Amelie Nothomb: From Tokyo to Manhattan

“Japan is perhaps the most important country of my life,” Amélie Nothomb said, sitting in a sidewalk café shortly before the opening ceremonies of the PEN World Voices Festival last week. She was born in Japan (her parents were Belgian diplomats) and lived there until she was five, but those early experiences stayed with her as the family moved to China, the United States, and on to several other nations: “I kept saying that I was Japanese, that one day I would go back to my country.” In 1989, at the age of twenty-one, she got her chance. “Two years later, I escaped after a professional catastrophe and a love disaster,” she continued; she wrote about her work experience in an autobiographical novel called Fear and Trembling published in 1999, but it wasn’t until 2007 that she published the book which was eventually translated into English as Tokyo Fiancée.

“I think it’s much more difficult to write about happiness than to write about any other subject,” Nothomb explained, “so I needed almost twenty years to be able to talk about it.” It took her far less time to digest the humiliation she endured at her job, where she’d eventually been assigned a position as a washroom attendant, than the good times she had with Rinri, a young man who originally hired her as a private French tutor.

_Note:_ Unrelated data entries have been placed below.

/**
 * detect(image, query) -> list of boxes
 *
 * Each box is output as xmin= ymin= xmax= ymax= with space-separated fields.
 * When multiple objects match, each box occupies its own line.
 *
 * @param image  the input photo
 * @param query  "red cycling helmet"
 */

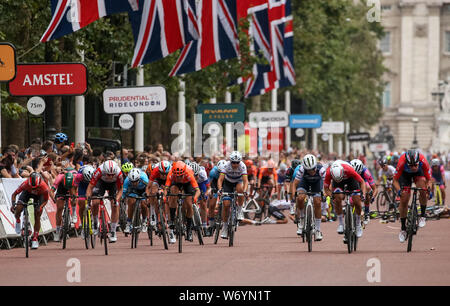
xmin=28 ymin=172 xmax=42 ymax=189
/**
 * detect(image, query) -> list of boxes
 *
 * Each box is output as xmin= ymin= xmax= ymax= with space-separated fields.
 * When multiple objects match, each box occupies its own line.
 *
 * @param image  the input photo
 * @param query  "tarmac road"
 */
xmin=1 ymin=209 xmax=449 ymax=286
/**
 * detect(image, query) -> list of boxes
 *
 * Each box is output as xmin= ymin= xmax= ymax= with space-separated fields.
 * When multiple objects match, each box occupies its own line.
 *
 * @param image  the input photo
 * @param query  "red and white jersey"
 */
xmin=90 ymin=161 xmax=123 ymax=188
xmin=323 ymin=160 xmax=364 ymax=188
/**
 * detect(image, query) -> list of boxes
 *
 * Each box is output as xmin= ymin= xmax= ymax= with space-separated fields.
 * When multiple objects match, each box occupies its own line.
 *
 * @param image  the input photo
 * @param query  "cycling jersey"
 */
xmin=378 ymin=165 xmax=396 ymax=180
xmin=285 ymin=167 xmax=295 ymax=183
xmin=277 ymin=169 xmax=287 ymax=184
xmin=123 ymin=171 xmax=149 ymax=198
xmin=294 ymin=164 xmax=326 ymax=183
xmin=323 ymin=161 xmax=365 ymax=189
xmin=196 ymin=166 xmax=210 ymax=194
xmin=220 ymin=161 xmax=247 ymax=184
xmin=431 ymin=165 xmax=446 ymax=185
xmin=360 ymin=167 xmax=375 ymax=186
xmin=165 ymin=166 xmax=199 ymax=188
xmin=394 ymin=153 xmax=431 ymax=181
xmin=74 ymin=173 xmax=90 ymax=199
xmin=258 ymin=167 xmax=278 ymax=182
xmin=13 ymin=179 xmax=50 ymax=201
xmin=148 ymin=165 xmax=168 ymax=186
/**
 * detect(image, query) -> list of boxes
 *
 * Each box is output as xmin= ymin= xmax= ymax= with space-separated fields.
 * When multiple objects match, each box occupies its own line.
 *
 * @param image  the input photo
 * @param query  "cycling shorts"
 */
xmin=17 ymin=191 xmax=45 ymax=209
xmin=92 ymin=180 xmax=118 ymax=198
xmin=398 ymin=169 xmax=426 ymax=188
xmin=268 ymin=206 xmax=286 ymax=221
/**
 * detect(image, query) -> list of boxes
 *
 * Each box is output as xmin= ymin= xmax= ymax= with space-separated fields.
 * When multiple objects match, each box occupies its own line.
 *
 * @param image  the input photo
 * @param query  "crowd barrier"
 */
xmin=0 ymin=178 xmax=112 ymax=250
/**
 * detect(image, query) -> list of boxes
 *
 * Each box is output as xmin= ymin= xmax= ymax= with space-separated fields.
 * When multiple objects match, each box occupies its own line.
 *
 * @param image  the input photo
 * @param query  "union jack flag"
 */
xmin=169 ymin=0 xmax=239 ymax=76
xmin=41 ymin=0 xmax=139 ymax=42
xmin=129 ymin=0 xmax=200 ymax=68
xmin=244 ymin=0 xmax=295 ymax=97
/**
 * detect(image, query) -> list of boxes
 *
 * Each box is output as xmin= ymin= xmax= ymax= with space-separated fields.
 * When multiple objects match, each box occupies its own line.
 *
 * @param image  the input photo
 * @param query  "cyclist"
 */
xmin=122 ymin=168 xmax=149 ymax=234
xmin=190 ymin=162 xmax=211 ymax=233
xmin=206 ymin=159 xmax=227 ymax=236
xmin=350 ymin=159 xmax=377 ymax=224
xmin=291 ymin=154 xmax=326 ymax=241
xmin=121 ymin=162 xmax=134 ymax=178
xmin=377 ymin=157 xmax=396 ymax=185
xmin=256 ymin=159 xmax=278 ymax=201
xmin=10 ymin=172 xmax=50 ymax=249
xmin=323 ymin=160 xmax=367 ymax=240
xmin=244 ymin=159 xmax=257 ymax=195
xmin=74 ymin=165 xmax=95 ymax=239
xmin=146 ymin=160 xmax=171 ymax=232
xmin=50 ymin=167 xmax=78 ymax=242
xmin=164 ymin=161 xmax=201 ymax=243
xmin=276 ymin=163 xmax=288 ymax=200
xmin=86 ymin=160 xmax=124 ymax=243
xmin=53 ymin=132 xmax=68 ymax=154
xmin=393 ymin=149 xmax=432 ymax=243
xmin=430 ymin=158 xmax=446 ymax=206
xmin=217 ymin=151 xmax=248 ymax=239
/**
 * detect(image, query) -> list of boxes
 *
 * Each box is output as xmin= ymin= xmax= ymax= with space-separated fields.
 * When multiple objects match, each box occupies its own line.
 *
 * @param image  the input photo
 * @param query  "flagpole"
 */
xmin=135 ymin=66 xmax=144 ymax=153
xmin=225 ymin=89 xmax=232 ymax=154
xmin=75 ymin=40 xmax=85 ymax=146
xmin=178 ymin=79 xmax=186 ymax=156
xmin=285 ymin=90 xmax=290 ymax=151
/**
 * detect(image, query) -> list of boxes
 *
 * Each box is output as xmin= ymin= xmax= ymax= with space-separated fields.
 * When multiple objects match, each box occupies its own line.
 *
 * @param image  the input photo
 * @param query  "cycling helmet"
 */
xmin=405 ymin=149 xmax=420 ymax=166
xmin=350 ymin=159 xmax=364 ymax=174
xmin=378 ymin=157 xmax=388 ymax=166
xmin=230 ymin=151 xmax=242 ymax=162
xmin=54 ymin=133 xmax=68 ymax=144
xmin=128 ymin=168 xmax=141 ymax=182
xmin=82 ymin=165 xmax=95 ymax=182
xmin=217 ymin=160 xmax=227 ymax=170
xmin=190 ymin=162 xmax=201 ymax=176
xmin=102 ymin=160 xmax=118 ymax=175
xmin=291 ymin=159 xmax=301 ymax=169
xmin=303 ymin=154 xmax=317 ymax=170
xmin=267 ymin=160 xmax=276 ymax=169
xmin=63 ymin=171 xmax=75 ymax=189
xmin=431 ymin=158 xmax=440 ymax=167
xmin=173 ymin=161 xmax=186 ymax=176
xmin=330 ymin=165 xmax=344 ymax=182
xmin=244 ymin=159 xmax=253 ymax=169
xmin=158 ymin=161 xmax=171 ymax=175
xmin=184 ymin=159 xmax=192 ymax=167
xmin=28 ymin=172 xmax=42 ymax=189
xmin=279 ymin=163 xmax=287 ymax=171
xmin=121 ymin=162 xmax=133 ymax=173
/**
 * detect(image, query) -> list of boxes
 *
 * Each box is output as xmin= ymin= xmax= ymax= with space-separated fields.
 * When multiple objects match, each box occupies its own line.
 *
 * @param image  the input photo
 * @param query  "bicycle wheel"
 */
xmin=345 ymin=205 xmax=353 ymax=254
xmin=306 ymin=204 xmax=313 ymax=252
xmin=158 ymin=205 xmax=168 ymax=250
xmin=228 ymin=203 xmax=235 ymax=247
xmin=353 ymin=213 xmax=358 ymax=252
xmin=177 ymin=204 xmax=183 ymax=253
xmin=83 ymin=212 xmax=89 ymax=250
xmin=62 ymin=203 xmax=70 ymax=250
xmin=101 ymin=209 xmax=108 ymax=255
xmin=89 ymin=210 xmax=96 ymax=249
xmin=119 ymin=200 xmax=127 ymax=233
xmin=214 ymin=202 xmax=222 ymax=245
xmin=243 ymin=199 xmax=259 ymax=220
xmin=407 ymin=205 xmax=417 ymax=253
xmin=131 ymin=201 xmax=141 ymax=249
xmin=24 ymin=210 xmax=29 ymax=258
xmin=376 ymin=193 xmax=388 ymax=215
xmin=193 ymin=204 xmax=204 ymax=246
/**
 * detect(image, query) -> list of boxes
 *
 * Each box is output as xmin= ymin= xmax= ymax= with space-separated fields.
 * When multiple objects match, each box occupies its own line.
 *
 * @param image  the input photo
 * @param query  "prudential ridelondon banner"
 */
xmin=103 ymin=85 xmax=167 ymax=114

The scenes from their relationship in Tokyo Fiancée don’t always seem happy—his parents can be insufferably condescending; he invites all his friends to meet her, then vanishes into the kitchen and makes her fend for herself conversationally—and finally she realizes that he’s serious about wanting to marry her and she’s just as serious about not wanting to marry him. Still, she puts off telling him no because, as she writes, “to refuse would have meant breaking up, something I did not want.” She does enjoy his company, after all, and it’s only when the pressure to marry becomes too stifling that she flees to her sister’s house in Belgium.

It was in that house, recovering from both the relationship and the job, that Nothomb began writing her first novel, Hygiene and the Assassin. “I did not know at all what I was doing,” she confessed. “It was a huge cathartic novel—ironic, cynical, cruel: much more cynical than what I write today.” In it, a reclusive Nobel laureate, learning that he is about to die, consents to a series of interviews, then proceeds to abuse and humiliate the journalists who come to his apartment, until one woman refuses to back down and forces him into a genuinely revealing conversation. (It’s all the more powerful a novel considering that long stretches consist of back-and-forth dialogue without even a he said or she said.) Hygiene was published in 1992, when Nothomb was only 25, and became a bestseller across Europe; since then, she’s averaged about a book a year, and though some of her earlier work has reached America in English-language translations before, in many ways it seems like the publication of Tokyo Fiancée and Hygiene by Europa Editions in the last two years has finally gained her a foothold among American readers, and her appearances at the PEN World Voices Festival hopefully boosted her profile a bit further.

Meanwhile, as we were getting ready to leave the caf&233; to do a brief video interview nearby, a French fan waved hello from a nearby table. Nothomb commented that the woman probably recognized her because of her top hat, one of several she’s been wearing in public appearances ever since she picked the first one out as a 30th birthday present to herself. “And if I want to go incognito,” she smiled, “I just take the hat off, and it’s finished.”